Et puis le 21 août 2013 a tout changé: 1.350 morts en milieu urbain, face à une médecine impuissante. Sans compter les victimes de missiles Scud sur un quartier d’Alep, et les survivants condamnés, impossibles à atteindre sous des monceaux de gravats.

« Je n’ai jamais vu autant de souffrance, autant de destructions d’hôpitaux. Je conteste le Prix Nobel de la Paix à Obama ». Qasem Saad Eldine, de l’état-major de l’ASL (l’Armée syrienne libre), ajoute: « Le régime avait utilisé l’arme chimique fréquemment, avant le 21 août [tirs sur la Ghouta, dit aussi Rif Damask, qui tua 1.300 personnes]. Nous avions averti les Occidentaux, mais leur réaction fut molle et cela a enhardi le régime. L’accord sur les armes chimiques entre la Russie et les Etats-Unis est honteux. Comment l’accepter, lorsqu’on a 150.000 tués, 300.000 emprisonnés, 7 millions de réfugiés, des tirs d’armes conventionnelles, d’armes chimiques, et la réduction à la famine par le blocage de l’aide internationale par le régime? »

Qasem Saad Eldine porte le coup de grâce: « L’armée du régime a fait passer des quantités importantes d’armes chimiques au Hezbollah et en Irak ». On peut frémir à cette idée, car le gouvernement israélien n’y restera pas indifférent. Comme on peut suspecter les Occidentaux et surtout Washington d’être au courant, on peut aussi se dire qu’il existe un genre de marché russo-américain qui révolte tant Saad Eldine. Ce dernier ajoute: « Nous sommes sceptiques sur la mission des inspecteurs de l’Organisation pour l’Interdiction des armes chimiques ».

 

Un régime fasciste, nazi, à l’état pur

Voici encore ce qu’ont dit plusieurs intervenants, Michel Kilo, le chercheur Jean-Pierre Filiu et l’ambassadeur de la Coalition nationale syrienne, Monzer Makhous. Le régime Assad avait initialement prétendu que l’opposition qui a surgi en 2011-2012 était le fait de bande terroristes organisées et financées de l’extérieur – comprendre l’Arabie Saoudite et le Qatar.

Or, pratiquement tous les intellectuels, totalement désarmés, qui ont osé exprimer une opposition ont été arrêtés, 621 personnes selon Michel Kilo. Dans une phase ultérieure, Bachar al-Assad avait invité des opposants à former un gouvernement d’ouverture, afin de faire face aux jihadistes. Ces opposants-là ont ensuite été intimidés, et ne sont pratiquement plus présents à aucun niveau.

Toute la stratégie du régime consiste à laisser les jihadistes se tailler de petits émirats sur le territoire, et de les contenir sans les détruire. Ainsi, l’opposition démocratique n’a plus d’espace. Elle n’était jamais censée en avoir, et tout contact à la loyale est impossible, car le régime ne tient que par les services secrets et l’opposant loyal est arrêté, ou intimidé, ou pire. C’est un régime vampire.
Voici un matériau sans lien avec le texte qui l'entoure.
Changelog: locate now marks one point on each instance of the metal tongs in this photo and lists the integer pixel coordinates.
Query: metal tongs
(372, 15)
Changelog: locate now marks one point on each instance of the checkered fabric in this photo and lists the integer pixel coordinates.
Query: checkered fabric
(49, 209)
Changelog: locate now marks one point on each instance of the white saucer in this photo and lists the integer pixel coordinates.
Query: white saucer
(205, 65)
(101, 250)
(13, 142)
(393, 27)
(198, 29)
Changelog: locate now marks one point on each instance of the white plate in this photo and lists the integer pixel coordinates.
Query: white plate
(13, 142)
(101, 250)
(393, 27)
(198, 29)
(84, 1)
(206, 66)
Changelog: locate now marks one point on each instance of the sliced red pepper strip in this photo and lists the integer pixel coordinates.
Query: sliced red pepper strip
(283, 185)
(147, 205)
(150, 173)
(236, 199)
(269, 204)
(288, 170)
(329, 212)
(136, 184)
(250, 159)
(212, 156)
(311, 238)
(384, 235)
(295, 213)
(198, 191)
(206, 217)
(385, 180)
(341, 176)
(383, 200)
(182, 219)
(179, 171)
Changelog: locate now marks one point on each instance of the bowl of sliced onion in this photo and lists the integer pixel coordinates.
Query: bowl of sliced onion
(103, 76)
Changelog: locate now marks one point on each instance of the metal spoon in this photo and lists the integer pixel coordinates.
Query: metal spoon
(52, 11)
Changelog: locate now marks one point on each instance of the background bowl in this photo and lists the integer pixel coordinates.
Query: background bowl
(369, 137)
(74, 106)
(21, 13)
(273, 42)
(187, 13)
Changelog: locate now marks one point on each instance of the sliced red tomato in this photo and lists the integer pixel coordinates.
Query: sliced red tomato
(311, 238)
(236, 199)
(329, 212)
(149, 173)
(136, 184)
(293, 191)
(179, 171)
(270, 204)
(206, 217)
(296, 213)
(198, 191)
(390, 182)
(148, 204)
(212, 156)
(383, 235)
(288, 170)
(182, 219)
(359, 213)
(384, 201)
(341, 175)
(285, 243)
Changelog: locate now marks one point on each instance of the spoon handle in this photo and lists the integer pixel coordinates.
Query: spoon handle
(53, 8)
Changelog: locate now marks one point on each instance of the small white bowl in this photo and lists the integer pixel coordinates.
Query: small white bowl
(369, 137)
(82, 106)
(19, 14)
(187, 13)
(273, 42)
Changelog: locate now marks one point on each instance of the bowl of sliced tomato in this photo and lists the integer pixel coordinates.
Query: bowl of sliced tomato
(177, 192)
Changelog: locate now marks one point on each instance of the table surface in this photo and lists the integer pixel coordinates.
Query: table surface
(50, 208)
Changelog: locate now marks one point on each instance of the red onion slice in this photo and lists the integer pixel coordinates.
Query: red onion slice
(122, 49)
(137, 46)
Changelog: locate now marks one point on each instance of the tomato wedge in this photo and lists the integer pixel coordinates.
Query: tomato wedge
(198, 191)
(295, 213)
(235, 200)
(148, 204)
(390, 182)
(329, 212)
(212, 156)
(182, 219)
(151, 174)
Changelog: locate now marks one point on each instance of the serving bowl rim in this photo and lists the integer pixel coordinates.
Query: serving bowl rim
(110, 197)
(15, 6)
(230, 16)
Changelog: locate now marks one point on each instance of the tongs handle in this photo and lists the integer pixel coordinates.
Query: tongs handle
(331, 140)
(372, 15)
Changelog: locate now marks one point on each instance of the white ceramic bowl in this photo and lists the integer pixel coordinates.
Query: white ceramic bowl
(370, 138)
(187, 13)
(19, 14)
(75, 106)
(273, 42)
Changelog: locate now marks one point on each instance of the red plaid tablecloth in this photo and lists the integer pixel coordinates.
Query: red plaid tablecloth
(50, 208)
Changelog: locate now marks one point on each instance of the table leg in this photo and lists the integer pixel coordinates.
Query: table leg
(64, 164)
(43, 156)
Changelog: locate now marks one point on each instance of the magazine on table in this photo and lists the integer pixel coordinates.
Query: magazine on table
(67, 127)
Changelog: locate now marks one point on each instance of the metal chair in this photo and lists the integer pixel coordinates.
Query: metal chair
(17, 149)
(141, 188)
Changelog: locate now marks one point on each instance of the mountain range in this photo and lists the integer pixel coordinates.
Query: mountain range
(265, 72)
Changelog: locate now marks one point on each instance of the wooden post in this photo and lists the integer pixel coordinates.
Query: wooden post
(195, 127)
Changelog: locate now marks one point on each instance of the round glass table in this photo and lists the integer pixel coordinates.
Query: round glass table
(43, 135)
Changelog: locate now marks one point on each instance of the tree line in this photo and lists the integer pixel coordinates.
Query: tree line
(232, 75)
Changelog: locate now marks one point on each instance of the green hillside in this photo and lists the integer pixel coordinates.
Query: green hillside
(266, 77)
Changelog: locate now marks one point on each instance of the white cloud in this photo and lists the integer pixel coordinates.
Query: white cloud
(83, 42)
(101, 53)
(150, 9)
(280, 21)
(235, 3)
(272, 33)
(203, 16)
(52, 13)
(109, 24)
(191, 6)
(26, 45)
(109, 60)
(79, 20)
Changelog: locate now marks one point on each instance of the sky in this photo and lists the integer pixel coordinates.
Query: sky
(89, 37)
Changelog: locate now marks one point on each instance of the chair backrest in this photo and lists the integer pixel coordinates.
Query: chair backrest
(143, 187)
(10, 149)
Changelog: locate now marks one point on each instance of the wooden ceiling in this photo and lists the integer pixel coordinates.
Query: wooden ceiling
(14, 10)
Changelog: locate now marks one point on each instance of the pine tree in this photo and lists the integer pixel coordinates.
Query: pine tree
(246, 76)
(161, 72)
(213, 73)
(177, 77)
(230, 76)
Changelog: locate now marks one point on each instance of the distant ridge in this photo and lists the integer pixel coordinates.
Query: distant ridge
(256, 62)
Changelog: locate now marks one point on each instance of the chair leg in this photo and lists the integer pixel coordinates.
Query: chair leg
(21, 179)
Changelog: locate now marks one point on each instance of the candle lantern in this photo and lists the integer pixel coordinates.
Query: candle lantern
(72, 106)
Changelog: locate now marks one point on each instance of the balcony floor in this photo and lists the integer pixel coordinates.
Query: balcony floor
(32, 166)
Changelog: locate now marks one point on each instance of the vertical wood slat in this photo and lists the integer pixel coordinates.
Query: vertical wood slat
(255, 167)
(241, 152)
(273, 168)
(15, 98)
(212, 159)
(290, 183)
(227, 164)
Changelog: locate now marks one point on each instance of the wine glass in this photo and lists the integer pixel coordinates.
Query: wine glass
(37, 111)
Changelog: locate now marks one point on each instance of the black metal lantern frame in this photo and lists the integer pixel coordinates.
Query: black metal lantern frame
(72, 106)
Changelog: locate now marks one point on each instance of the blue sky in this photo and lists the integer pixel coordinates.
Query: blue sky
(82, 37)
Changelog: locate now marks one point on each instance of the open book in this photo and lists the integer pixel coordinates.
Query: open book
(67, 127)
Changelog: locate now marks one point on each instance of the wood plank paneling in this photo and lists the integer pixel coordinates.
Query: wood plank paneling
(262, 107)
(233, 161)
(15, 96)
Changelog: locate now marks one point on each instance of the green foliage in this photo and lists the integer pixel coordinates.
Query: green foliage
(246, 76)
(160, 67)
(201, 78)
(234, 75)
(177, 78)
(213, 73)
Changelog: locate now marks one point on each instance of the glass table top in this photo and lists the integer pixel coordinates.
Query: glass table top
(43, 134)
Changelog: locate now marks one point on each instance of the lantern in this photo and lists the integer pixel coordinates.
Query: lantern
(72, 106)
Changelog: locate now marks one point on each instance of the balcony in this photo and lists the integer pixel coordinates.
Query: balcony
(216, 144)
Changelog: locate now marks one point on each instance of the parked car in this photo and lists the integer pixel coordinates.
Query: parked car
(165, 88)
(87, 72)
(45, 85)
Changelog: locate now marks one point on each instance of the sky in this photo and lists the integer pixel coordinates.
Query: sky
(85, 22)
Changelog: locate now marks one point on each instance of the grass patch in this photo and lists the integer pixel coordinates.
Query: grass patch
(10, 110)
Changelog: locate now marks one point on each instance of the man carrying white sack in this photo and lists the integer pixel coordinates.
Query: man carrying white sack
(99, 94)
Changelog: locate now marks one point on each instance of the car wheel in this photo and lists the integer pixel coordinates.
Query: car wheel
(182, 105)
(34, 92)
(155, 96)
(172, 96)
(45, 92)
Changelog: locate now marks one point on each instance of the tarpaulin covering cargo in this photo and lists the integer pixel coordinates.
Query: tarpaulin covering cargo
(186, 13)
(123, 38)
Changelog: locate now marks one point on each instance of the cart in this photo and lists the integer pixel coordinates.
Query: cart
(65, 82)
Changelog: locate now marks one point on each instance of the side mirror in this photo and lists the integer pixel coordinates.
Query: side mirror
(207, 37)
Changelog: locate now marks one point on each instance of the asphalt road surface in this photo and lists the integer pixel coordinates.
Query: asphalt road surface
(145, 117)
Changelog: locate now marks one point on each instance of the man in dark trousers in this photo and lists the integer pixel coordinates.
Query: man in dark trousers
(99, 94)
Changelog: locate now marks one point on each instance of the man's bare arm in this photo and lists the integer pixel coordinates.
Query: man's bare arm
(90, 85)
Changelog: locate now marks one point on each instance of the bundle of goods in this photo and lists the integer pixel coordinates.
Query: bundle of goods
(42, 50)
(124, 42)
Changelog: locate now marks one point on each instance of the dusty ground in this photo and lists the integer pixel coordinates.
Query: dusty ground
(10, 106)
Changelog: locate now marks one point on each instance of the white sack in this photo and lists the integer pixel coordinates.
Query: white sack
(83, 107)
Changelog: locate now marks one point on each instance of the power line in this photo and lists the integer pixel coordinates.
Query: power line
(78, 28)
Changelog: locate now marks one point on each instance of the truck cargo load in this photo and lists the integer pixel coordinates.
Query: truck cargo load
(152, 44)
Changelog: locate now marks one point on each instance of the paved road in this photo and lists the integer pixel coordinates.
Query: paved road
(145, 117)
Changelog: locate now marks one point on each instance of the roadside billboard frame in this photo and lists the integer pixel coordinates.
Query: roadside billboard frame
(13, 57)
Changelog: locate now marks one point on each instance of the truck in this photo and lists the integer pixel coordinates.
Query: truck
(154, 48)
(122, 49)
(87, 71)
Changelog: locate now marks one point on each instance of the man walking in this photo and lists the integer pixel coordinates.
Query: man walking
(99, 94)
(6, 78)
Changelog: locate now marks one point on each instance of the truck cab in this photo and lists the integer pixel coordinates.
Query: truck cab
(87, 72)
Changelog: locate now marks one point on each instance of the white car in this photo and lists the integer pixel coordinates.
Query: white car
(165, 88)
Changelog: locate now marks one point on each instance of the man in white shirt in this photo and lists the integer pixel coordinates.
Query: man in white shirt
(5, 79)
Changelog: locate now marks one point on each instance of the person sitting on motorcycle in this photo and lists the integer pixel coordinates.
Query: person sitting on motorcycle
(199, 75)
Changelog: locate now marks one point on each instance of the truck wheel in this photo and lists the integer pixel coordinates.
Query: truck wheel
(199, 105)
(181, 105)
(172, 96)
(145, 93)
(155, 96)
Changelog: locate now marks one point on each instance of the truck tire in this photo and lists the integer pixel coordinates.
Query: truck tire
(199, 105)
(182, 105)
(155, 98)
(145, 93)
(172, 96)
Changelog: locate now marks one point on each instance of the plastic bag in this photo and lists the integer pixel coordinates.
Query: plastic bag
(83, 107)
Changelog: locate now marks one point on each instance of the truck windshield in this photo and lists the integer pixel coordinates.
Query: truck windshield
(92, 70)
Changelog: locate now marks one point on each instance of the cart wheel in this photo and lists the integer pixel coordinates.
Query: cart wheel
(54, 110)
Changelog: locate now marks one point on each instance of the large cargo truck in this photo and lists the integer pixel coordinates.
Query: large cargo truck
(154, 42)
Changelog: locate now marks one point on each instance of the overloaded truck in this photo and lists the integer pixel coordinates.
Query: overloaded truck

L’éducation, seule bonne nouvelle

Seule bonne nouvelle, les baccalauréats syriens seront désormais reconnus par la France. L’ambassadeur de France en Syrie, Eric Chevallier, s’est même rendu récemment à la frontière syrienne pour recueillir 150 copies sur les 3000 existantes, afin de participer à la double correction et crédibiliser le processus.